Minuit amnesie

Je rentre, il est un peu plus de minuit, je suis fatiguée et la nuit froide a laissé sur ma poitrine un drôle de poids.

J'ai marché un long moment comme ça, les mains dans les poches, le nez enfoncé dans les dernières vapeurs d'alcool et rires partagés. Je n'ai pas emprunté les grandes rues et leurs lampadaires plantés tous les cinq mètres, mais les étroites qui serpentent entre les volets clos. Je n'ai croisé personne, enfin quasiment, quelques voitures, un couple rentrant chez lui, c'est tout. Mais c'est un tout qui vaut de l'or. C'est grisant parfois de n'entendre que son pas. Plus grisant encore de se dire que peut être il ne s'arrêtera pas. Mais il s'arrête toujours puisqu' elle arrive forcément tôt ou tard l'heure de rentrer chez soi. Pourtant, je n'y pense pas en ouvrant le porte. La poignée ne m'offre aucune résistance, juste son évidence, mais je ne m'en étonne pas.

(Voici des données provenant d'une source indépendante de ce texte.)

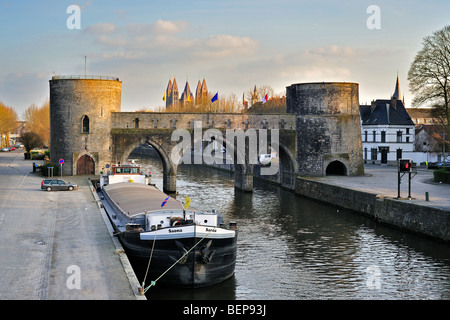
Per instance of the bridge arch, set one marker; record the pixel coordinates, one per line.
(336, 168)
(123, 150)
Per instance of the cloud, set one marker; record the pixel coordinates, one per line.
(168, 27)
(224, 45)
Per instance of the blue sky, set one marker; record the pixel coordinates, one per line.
(234, 45)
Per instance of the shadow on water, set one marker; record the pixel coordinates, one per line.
(290, 247)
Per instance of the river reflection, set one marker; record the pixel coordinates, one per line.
(290, 247)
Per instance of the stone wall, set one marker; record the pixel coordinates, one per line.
(328, 126)
(424, 220)
(166, 120)
(70, 101)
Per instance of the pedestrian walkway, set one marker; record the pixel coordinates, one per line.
(382, 180)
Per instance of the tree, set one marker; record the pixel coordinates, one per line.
(8, 123)
(429, 76)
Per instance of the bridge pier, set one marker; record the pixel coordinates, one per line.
(243, 178)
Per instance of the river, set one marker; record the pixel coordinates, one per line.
(292, 248)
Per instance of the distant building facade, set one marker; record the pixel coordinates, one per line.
(387, 130)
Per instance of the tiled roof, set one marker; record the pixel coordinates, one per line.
(383, 112)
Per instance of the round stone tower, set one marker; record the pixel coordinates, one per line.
(328, 128)
(80, 122)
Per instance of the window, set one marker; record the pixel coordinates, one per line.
(85, 124)
(399, 154)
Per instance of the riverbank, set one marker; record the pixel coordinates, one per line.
(375, 193)
(56, 245)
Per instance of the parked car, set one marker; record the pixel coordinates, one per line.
(57, 184)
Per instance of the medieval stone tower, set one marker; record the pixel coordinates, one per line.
(328, 128)
(80, 122)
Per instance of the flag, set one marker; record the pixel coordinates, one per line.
(265, 99)
(187, 203)
(215, 97)
(164, 202)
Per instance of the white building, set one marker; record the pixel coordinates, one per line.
(387, 130)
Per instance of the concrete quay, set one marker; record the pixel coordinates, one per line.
(56, 245)
(375, 194)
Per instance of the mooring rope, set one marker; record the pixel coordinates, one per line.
(153, 283)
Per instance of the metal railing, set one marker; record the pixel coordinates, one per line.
(78, 77)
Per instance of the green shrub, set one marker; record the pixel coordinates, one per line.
(441, 175)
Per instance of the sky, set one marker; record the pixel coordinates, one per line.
(233, 45)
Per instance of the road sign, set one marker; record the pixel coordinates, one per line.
(405, 165)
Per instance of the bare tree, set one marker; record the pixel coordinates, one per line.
(429, 76)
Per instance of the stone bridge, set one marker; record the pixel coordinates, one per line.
(319, 134)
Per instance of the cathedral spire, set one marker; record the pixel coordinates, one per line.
(397, 94)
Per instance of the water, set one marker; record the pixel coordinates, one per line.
(292, 248)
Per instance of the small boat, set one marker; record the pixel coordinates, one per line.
(172, 243)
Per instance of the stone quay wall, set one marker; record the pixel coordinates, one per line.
(424, 220)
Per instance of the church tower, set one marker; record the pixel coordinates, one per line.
(201, 93)
(186, 96)
(397, 94)
(172, 94)
(254, 96)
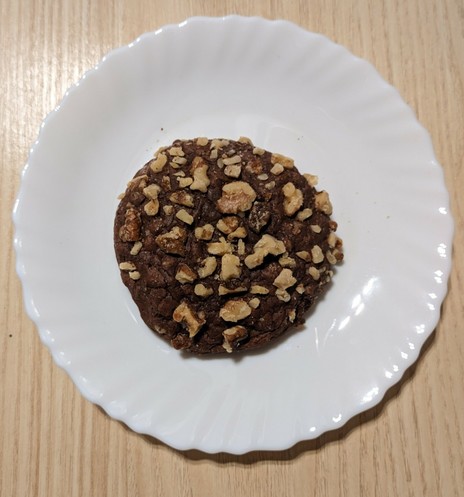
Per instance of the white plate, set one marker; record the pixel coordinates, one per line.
(293, 92)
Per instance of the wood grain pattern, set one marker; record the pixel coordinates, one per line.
(54, 443)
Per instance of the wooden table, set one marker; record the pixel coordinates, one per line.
(55, 443)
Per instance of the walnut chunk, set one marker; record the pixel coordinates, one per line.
(259, 290)
(127, 266)
(237, 196)
(228, 224)
(199, 171)
(184, 216)
(235, 310)
(184, 182)
(293, 199)
(151, 208)
(233, 335)
(130, 230)
(193, 321)
(316, 254)
(233, 171)
(157, 164)
(311, 179)
(322, 202)
(202, 291)
(286, 162)
(185, 274)
(207, 267)
(204, 232)
(230, 267)
(219, 248)
(285, 279)
(151, 191)
(173, 241)
(223, 290)
(182, 198)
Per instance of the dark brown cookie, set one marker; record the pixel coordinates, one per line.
(223, 245)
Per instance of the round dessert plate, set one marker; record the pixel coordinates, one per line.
(290, 91)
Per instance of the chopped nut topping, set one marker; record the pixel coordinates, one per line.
(182, 198)
(199, 170)
(136, 248)
(185, 274)
(304, 214)
(173, 241)
(322, 202)
(223, 290)
(232, 335)
(219, 248)
(236, 159)
(184, 182)
(285, 279)
(303, 254)
(130, 230)
(266, 245)
(228, 224)
(127, 266)
(314, 273)
(316, 254)
(286, 162)
(176, 151)
(258, 289)
(184, 314)
(157, 164)
(277, 169)
(151, 191)
(151, 208)
(184, 216)
(233, 171)
(230, 267)
(204, 232)
(202, 291)
(332, 239)
(241, 247)
(235, 310)
(286, 261)
(311, 179)
(254, 303)
(237, 196)
(293, 199)
(207, 267)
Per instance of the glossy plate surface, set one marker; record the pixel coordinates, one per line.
(292, 92)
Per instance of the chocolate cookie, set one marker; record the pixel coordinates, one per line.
(223, 245)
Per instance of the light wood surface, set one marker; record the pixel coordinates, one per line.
(55, 443)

Arrivée dans la chambre, je n'allume pas la lumière. Les volets sont entrouverts et je distingue quelques ombres qui me suffisent. Je me déshabille dans cette obscurité familière, je n'ai pas besoin d'y voir vraiment , je sais la place de chaque meuble, je suis chez moi, mais je n'y pense pas, je ne m'étonne pas.

Sans même le chercher, je trouve mon lit, glisse dans les draps, ils sont froids. J'ai froid. Je remonte la couverture sur moi, remonte les genoux, me pelotonne, ferme les yeux, n'y pense toujours pas. J'ai les muscles lourds, la tête vide, le nez dans l'oreiller, je souris. Dans quelques minutes à peine je vais m'endormir, je vais être bien et alors j'y pense enfin.

Je pense aux nuits passées les yeux grands ouverts. Les miennes, celles des autres, ceux qui restent enfermés dehors. Les yeux grands ouverts car dans les chambres de plein air l'obscurité n'est jamais familière. Je pense à la chance qui est mienne d'avoir un toit et m'étonne de ce bonheur dont je ne fais même plus cas. De ce temps que je ne prends même plus pour lui allumer la lumière.

Je m'étonne d'être heureuse, de l'être si pleinement, si simplement, sans retenue aucune, de l'être parce que j'ai oublié justement que je l'étais.

Je me dis alors que le bonheur c'est ça, juste ça, une amnésie que certains n'ont jamais su oublier.